A lot of people leave London when having children because of cost and because of the lifestyle they want to have. I am one of them and even if I had wanted to stay I simply couldn’t have afforded the childcare bill. I now live in Shropshire and my mortgage and childcare bill combined is less than the rent of a 1 bed flat in London.

stayathomer · 23/02/2024 22:16

If there’s anyone here who actually does want to have more children, just to let you know having more than two children is not the dystopian hell you’re seeing on here- we don’t go skiing or wear brands, but am just in bed after a fun games night with dh and 4 kids and tomorrow morning we’re off for a hike with the dog (all free cost wise;)) and, shock horror, we’re generally happy, including me, I don’t feel I’ve lost anything by having children, we’ve gone through gigantic ups and downs but I gained my whole world and regret nothing.

AnnBerlin24 · 23/02/2024 22:26

Octomingo · 23/02/2024 14:57

People always blame immigration for waits in a&e and housing etc, but it's old people who tend to be living in houses too big for them (my dad, aunty June, aunty Maureen, uncle John and aunty Deb- all 75+) and who tend to spend a larger proportion of their time in gp surgeries and hospitals.
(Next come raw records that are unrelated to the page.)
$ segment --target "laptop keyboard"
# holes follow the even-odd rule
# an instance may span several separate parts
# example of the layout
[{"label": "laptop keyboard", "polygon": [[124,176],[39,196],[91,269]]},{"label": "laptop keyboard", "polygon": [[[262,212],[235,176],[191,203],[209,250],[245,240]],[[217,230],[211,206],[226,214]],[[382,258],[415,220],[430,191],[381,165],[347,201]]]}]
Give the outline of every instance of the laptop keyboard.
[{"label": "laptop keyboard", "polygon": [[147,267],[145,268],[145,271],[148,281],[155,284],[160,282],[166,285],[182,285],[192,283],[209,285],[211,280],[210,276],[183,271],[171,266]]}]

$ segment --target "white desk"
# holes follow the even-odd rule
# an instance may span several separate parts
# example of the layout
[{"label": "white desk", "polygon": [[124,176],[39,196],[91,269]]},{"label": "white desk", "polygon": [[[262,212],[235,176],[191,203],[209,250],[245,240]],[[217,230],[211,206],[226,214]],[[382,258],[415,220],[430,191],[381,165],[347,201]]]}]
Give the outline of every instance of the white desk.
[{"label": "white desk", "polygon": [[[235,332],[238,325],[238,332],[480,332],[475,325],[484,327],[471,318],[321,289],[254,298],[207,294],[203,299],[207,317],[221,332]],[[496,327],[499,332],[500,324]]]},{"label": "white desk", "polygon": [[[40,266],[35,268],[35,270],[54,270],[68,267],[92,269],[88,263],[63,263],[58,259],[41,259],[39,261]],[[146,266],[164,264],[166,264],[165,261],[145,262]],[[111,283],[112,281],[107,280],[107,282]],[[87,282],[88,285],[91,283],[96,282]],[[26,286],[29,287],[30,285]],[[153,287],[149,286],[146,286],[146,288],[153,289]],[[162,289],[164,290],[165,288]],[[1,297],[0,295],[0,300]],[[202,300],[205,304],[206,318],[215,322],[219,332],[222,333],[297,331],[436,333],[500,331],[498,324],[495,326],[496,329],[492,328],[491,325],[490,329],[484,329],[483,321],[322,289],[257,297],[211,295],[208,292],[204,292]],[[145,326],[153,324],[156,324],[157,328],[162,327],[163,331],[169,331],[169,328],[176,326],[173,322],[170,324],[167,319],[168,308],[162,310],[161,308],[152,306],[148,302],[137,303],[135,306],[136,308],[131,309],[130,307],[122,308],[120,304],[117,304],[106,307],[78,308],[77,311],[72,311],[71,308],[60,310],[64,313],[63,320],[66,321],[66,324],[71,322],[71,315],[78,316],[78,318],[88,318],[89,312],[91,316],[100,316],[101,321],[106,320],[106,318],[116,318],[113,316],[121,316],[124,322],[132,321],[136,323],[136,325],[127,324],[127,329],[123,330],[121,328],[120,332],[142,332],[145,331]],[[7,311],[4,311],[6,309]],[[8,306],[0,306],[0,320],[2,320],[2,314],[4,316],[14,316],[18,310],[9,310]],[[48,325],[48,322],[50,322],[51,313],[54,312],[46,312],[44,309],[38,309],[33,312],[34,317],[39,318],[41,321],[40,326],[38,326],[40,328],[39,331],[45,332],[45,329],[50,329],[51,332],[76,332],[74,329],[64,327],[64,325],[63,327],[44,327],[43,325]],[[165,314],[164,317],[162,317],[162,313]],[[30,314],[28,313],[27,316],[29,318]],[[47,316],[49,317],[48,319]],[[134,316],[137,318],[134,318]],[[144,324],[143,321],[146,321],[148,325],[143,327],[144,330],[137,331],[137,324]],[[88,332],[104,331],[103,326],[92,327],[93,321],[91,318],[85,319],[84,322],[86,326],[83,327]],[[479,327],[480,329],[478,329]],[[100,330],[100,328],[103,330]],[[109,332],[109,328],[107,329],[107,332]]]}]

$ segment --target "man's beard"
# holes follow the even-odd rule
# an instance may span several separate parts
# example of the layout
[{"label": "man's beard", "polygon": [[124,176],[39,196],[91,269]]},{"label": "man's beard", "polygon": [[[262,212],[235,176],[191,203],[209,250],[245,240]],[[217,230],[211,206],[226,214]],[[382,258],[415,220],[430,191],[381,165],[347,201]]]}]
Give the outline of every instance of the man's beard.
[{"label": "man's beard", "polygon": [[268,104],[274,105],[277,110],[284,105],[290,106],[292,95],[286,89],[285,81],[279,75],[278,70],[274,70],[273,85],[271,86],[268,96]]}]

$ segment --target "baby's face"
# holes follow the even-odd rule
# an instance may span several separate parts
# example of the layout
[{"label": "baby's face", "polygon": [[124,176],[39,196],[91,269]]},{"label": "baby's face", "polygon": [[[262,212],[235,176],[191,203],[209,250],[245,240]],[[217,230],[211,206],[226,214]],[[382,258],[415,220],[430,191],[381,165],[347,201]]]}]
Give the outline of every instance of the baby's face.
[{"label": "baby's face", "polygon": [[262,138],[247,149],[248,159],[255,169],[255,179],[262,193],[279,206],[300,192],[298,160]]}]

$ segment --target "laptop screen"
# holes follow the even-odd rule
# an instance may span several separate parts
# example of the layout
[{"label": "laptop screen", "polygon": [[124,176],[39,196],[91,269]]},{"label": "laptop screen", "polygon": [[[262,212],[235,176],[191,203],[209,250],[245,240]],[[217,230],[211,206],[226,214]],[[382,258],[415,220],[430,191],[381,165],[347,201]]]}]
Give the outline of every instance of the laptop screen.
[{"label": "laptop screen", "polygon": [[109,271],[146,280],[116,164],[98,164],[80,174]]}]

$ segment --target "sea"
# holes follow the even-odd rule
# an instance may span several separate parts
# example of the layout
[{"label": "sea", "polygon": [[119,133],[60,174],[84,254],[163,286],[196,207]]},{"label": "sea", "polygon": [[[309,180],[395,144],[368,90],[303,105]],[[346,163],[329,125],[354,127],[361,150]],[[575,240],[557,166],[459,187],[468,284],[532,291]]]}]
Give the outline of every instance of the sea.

Personally, I think we should legalise euthanasia. I've seen the way some of my elderly relatives are existing. I don't want that. Let me retire at 65, have a good 10 years (which is still less than the generation above me) and I'll pop off. My kids will be 45ish, so if there's any money left, it will benefit them more than me.

And primary schools need more kids. There are already starting to be redundancies and mixed classes.

I don't disagree with legalised euthanasia but I think you are being very flippant about deciding to end your life. I think a lot of people are, when it's still an abstract, far off, idea. Let's see how you actually feel when you get to 75 yrs old, your children still need you and you adore spending time with your beloved grandchildren. Go and see how easy it is then.

Abeona · 23/02/2024 22:34

Just think how valuable all of us who didn't have children are to our nieces and nephews. Lucky kids where there are lots of unmarried uncles and aunts, with inheritances trickling in from all angles.